Yes, I did notice that comment. I also noticed the following comment in
the po file,

   TRANSLATION-FIXME: If APR supported reordering of
   format indicators.... Human explanatory part, generated
   by apr_strftime as "Sat, 01 Jan 2000"

To be honest neither made much sense to me because my understanding is
that the locale dependent string is getting printed out. In other
words, Subversion takes human_timestamp_format_suffix and asks for the
format string that is appropriate for the current locale.
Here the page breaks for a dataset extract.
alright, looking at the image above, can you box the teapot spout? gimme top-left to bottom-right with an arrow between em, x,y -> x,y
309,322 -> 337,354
If there were an alternate strftime() format string that produces the
correct result in all languages that would be great. But it seems that
there is not and that is why there is a localization string in the po
file, right?

I can see why it might be nice to give people a slightly more flexible
method for overriding the format string than updating their local mo
file and in googling this I got the feeling some client (maybe
Turtoise?) allows you to do this with properties (although I'm not sure
since I didn't pursue this)...

But I'm suggesting that the current string for
human_timestamp_format_suffix in the ja.po file isn't the best.

I've noticed that many other languages have
human_timestamp_format_suffix strings that differ from the default and
I'm wondering why this is not the case with Japanese?